No Republican with direct knowledge of the Members involved would speak on the record, citing the sensitivity of the topic.

Romney still has not won the 1,144 Republican convention delegates required to seal up the nomination and force former Sen. Rick Santorum (Pa.), Rep. Ron Paul (Texas) and ex-Speaker Newt Gingrich (Ga.) from the race. But following a sweep of primaries last Tuesday in Maryland, Washington, D.C., and Wisconsin, Romney has solidified his status as the presumptive GOP nominee.

Not all Member staffs are considered equally politically savvy and prepared to handle the glare of the national media spotlight should their boss remain in contention for the No. 2 spot into the summer. One way to gauge Ryan’s interest in being selected — and perhaps Romney’s interest — could be whether the Congressman hires more experienced political advisers. One Republican insider described Ryan’s staff as “not political at all.”

“Ryan’s real dream is to be Ways and Means chairman,” one GOP operative said. “That being said, we all know he’ll be on any short list, and if it goes further, he would definitely have to add to his team. [But] that’s not unusual.”

Conversely, Rubio’s national ambitions are well-known, and his team of staff and advisers includes Republican operatives with presidential campaign experience. Many of them have been with the Senator since his 2010 campaign, if not soon after he assumed office in January of last year. Press aide Alex Conant joined Rubio’s Senate office after serving on former Minnesota Gov. Tim Pawlenty’s 2012 presidential campaign. Sally Canfield, Rubio’s chief policy adviser and among his first Senate hires, counseled Romney during his 2008 presidential bid.
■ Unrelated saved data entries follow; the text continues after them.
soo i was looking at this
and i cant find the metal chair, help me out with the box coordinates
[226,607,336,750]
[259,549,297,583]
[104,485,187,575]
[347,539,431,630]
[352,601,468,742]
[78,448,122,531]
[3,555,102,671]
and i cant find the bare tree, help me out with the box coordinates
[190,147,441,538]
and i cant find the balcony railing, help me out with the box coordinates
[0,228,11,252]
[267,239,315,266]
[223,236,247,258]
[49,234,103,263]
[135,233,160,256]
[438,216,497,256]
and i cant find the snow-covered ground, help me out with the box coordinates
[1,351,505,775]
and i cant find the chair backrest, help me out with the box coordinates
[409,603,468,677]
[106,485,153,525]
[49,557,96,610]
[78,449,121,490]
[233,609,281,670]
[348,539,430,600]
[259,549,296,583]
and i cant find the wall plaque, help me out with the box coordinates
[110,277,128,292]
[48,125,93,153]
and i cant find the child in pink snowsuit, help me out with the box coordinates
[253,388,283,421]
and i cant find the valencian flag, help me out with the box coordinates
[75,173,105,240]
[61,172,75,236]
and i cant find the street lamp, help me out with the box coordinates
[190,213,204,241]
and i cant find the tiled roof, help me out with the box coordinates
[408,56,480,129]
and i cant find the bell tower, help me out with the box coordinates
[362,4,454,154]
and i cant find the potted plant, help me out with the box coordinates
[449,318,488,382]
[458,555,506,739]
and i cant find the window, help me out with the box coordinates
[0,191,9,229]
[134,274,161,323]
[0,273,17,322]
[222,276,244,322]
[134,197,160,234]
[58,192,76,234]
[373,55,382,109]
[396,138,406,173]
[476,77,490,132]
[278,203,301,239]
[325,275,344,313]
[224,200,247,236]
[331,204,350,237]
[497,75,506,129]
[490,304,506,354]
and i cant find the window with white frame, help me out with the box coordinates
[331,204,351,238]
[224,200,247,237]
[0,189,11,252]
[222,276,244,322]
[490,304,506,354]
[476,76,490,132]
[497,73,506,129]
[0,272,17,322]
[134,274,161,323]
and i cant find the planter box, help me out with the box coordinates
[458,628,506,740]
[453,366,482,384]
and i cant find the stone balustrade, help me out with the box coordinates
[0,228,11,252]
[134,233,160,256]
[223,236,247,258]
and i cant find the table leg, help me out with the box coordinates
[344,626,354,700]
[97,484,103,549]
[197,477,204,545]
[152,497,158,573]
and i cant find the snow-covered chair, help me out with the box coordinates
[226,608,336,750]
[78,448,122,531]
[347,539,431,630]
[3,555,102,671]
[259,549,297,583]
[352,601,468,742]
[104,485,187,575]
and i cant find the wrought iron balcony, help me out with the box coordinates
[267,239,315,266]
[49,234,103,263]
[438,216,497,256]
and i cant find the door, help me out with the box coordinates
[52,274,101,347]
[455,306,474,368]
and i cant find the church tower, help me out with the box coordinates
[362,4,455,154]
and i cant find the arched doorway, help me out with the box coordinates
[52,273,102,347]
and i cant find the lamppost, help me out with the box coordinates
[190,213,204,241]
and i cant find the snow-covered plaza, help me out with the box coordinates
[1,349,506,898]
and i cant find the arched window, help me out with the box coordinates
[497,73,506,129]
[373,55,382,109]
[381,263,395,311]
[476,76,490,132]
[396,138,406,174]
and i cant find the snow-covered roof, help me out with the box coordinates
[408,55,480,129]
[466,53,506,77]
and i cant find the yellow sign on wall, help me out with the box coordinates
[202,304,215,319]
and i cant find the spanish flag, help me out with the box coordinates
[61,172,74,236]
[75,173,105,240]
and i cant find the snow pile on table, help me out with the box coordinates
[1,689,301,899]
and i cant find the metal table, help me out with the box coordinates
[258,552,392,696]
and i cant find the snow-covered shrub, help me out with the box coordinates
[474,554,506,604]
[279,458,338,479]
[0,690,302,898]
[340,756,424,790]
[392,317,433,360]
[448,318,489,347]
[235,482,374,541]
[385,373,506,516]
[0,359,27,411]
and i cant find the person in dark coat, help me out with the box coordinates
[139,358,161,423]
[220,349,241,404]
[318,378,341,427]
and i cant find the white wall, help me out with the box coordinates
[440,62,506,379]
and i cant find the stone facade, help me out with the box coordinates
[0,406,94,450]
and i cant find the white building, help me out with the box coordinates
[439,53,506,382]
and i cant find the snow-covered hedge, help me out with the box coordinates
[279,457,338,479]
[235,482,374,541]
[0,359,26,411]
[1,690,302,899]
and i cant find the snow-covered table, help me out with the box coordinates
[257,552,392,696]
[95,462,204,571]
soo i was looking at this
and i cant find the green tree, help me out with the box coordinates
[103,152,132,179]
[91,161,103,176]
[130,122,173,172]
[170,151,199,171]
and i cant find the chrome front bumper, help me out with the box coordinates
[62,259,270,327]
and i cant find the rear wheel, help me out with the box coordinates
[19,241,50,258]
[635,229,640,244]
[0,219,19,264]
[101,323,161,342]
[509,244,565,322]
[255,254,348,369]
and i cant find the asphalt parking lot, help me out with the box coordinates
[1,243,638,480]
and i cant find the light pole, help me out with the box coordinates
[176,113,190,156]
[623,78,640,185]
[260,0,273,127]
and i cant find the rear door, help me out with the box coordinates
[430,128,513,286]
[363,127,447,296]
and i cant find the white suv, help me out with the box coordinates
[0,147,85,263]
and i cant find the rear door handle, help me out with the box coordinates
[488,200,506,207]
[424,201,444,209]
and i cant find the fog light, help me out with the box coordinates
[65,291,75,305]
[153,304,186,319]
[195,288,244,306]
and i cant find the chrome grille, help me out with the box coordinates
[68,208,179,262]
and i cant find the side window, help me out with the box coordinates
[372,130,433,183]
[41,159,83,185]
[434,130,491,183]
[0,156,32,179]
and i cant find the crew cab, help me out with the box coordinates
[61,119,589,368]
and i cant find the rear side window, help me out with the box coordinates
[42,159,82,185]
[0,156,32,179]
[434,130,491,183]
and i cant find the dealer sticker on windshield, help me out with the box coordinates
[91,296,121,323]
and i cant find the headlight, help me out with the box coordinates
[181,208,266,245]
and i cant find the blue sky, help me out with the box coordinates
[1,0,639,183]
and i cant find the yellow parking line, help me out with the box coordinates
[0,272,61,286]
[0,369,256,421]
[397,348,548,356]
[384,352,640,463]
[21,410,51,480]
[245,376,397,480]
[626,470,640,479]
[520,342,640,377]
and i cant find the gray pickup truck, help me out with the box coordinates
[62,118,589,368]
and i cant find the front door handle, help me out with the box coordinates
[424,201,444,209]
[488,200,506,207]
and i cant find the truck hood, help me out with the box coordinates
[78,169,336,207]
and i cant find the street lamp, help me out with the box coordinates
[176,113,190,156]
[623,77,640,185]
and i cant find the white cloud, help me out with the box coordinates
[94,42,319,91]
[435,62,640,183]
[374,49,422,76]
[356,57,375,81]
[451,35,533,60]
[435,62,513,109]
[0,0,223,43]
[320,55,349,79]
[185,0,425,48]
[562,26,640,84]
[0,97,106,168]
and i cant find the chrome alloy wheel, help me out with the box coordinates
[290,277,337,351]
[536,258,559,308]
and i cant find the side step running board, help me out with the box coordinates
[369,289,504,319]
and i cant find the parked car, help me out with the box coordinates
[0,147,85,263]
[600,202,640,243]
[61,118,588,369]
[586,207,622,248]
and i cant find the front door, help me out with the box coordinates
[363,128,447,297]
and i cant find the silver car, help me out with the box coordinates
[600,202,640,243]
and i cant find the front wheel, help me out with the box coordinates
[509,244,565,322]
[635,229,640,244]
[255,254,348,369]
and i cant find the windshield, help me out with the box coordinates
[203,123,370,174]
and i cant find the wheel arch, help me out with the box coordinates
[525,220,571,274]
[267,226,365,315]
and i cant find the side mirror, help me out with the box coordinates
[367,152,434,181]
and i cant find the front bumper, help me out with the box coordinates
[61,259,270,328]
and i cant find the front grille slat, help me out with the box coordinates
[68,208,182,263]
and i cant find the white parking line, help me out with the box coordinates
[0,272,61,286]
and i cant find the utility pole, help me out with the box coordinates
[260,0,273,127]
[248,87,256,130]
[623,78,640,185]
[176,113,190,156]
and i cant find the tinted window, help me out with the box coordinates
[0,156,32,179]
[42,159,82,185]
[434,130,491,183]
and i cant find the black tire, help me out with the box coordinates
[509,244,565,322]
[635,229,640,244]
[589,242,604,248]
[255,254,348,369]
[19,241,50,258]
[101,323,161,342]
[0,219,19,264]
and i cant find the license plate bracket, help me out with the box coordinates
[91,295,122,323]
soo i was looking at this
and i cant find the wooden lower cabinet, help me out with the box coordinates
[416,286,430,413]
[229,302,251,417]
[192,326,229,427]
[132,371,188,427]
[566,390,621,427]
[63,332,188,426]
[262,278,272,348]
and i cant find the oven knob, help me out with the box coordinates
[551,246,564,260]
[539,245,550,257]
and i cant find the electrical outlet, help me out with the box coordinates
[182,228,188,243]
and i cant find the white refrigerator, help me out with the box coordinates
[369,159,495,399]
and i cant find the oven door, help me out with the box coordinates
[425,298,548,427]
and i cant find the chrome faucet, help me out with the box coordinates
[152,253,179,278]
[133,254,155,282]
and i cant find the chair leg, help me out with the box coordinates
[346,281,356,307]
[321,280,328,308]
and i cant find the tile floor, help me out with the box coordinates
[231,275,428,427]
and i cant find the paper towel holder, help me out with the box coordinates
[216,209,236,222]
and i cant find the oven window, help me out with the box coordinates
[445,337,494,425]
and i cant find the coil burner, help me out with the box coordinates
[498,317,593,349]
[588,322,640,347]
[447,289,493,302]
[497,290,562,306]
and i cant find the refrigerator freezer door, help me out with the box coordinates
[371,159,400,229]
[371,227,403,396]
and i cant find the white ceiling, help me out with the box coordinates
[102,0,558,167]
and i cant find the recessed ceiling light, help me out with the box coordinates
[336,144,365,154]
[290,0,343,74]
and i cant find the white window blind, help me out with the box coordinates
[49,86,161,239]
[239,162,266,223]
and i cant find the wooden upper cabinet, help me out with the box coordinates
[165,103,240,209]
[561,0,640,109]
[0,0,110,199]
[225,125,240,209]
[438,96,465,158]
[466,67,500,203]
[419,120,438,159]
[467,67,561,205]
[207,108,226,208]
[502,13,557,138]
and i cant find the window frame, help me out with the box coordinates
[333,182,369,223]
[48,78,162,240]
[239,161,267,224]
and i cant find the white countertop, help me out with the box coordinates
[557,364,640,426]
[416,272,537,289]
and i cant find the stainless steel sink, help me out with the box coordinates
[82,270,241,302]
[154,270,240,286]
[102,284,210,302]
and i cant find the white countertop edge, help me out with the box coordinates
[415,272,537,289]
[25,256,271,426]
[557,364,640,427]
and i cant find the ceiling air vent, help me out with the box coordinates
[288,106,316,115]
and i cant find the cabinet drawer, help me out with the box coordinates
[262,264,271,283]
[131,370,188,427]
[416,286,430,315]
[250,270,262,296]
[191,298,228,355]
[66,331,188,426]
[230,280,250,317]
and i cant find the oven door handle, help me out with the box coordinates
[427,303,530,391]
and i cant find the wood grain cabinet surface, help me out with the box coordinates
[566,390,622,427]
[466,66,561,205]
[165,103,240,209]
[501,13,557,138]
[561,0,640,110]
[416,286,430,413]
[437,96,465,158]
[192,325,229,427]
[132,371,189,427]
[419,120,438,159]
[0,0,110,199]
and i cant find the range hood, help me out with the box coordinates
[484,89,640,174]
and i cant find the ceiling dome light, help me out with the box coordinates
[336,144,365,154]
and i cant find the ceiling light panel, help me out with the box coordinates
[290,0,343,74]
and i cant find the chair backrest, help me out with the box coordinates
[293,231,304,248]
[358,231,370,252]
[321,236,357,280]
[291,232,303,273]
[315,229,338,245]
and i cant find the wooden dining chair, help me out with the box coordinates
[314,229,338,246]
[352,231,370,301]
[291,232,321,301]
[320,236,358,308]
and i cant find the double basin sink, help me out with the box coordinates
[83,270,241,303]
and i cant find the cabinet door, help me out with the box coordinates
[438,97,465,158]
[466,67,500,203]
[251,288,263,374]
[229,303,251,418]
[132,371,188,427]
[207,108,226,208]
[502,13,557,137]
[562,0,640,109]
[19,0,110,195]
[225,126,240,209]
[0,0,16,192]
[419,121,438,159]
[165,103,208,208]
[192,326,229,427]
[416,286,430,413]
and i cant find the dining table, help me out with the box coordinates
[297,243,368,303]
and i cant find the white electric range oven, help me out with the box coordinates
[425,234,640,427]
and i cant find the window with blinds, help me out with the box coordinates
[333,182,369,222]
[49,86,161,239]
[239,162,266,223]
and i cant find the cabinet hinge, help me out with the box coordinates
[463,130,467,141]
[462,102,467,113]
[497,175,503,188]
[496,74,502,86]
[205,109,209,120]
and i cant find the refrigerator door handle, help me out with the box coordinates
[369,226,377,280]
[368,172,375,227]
Although Republican operatives off Capitol Hill believe staff rivalries could emerge as aides connected to Members on Romney’s potential short list angle to favorably position their boss, most GOP Hill staffers downplayed that possibility. While Republican aides generally expect some promotion of the Members under discussion by staff to occur, they don’t expect it to be overt enough to make a newsworthy spectacle.

“I’ve seen none of that at this point. I’d be surprised if it happened. I just think it would be a really stupid thing to do,” one aide said. “It’s the last thing Boston wants to see. ... They’re looking for team players.”